(Reuters) -Crude prices edged higher on Tuesday, extending sharp gains from the previous session on supply disruption risks from Iraqi Kurdistan and hopes that turmoil in banking is being contained.
Brent crude futures gained 15 cents, 0.2%, to $78.27 a barrel by 1308 GMT. West Texas Intermediate U.S. crude was up 14 cents, or 0.2%, at $72.95.
Prices rallied more than $3 on Monday after Iraq was forced to halt exports of about 450,000 barrels per day (bpd) from its northern Kurdistan region through Turkey after an arbitration decision confirmed Baghdad's consent was needed to ship the oil.
Monday's announcement that First Citizens BancShares Inc will acquire deposits and loans of failed Silicon Valley Bank spurred optimism about the banking sector and sent European bank shares higher.
"At the moment, concerns about the risk to financial stability has been relegated to the back of investors’ mind but another bank run could trigger a flight out of risk again," said PVM Oil analyst Tamas Varga.
Oil prices were also expected to draw continued support from signs of recovering demand in China.
China's crude oil imports are expected to rise by 6.2% in 2023 to 540 million tonnes, an annual forecast by a research unit of China National Petroleum Corp showed on Monday.

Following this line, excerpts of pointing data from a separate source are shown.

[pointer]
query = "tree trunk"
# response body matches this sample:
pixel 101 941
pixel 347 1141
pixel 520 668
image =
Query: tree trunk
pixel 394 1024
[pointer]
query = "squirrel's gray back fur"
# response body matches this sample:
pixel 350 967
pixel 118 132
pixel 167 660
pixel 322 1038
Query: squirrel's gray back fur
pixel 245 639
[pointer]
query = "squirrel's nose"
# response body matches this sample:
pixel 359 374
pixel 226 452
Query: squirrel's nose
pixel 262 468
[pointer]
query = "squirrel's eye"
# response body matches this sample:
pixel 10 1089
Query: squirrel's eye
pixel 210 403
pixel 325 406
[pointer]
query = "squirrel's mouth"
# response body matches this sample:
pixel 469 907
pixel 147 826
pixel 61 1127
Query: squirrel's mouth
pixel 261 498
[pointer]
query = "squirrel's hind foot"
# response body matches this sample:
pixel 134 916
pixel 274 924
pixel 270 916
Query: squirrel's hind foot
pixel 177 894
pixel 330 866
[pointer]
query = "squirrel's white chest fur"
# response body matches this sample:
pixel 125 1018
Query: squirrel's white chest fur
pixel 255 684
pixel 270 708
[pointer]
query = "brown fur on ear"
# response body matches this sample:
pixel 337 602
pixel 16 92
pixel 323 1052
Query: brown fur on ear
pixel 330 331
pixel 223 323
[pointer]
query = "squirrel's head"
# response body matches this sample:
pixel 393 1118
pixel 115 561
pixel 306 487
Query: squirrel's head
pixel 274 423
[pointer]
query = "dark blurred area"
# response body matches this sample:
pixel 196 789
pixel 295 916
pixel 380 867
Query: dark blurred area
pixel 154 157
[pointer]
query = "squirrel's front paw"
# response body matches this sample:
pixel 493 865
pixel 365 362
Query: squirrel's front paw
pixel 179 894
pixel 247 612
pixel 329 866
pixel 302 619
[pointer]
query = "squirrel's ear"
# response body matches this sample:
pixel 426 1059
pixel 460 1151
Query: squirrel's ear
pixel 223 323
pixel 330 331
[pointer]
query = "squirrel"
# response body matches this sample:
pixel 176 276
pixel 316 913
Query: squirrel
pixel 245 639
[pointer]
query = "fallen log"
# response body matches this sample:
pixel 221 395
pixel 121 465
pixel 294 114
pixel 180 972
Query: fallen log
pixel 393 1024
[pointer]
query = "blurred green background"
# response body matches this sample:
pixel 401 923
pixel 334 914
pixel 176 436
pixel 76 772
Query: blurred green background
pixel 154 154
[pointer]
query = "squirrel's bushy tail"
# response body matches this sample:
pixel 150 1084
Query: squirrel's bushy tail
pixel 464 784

Russian Deputy Prime Minister Alexander Novak on Tuesday said that Russia needed to focus on boosting energy exports to so-called "friendly" countries and noted that Russian oil supply to India regstered a 22-fold jump last year.
U.S. crude oil stockpiles were seen rising by about 200,000 barrels last week, a preliminary Reuters poll showed on Monday.
The American Petroleum Institute (API) will publish its inventory data at 4:30 p.m. EDT (2030 GMT) on Tuesday and the U.S. Energy Information Administration at 10:30 a.m. (1430 GMT) on Wednesday.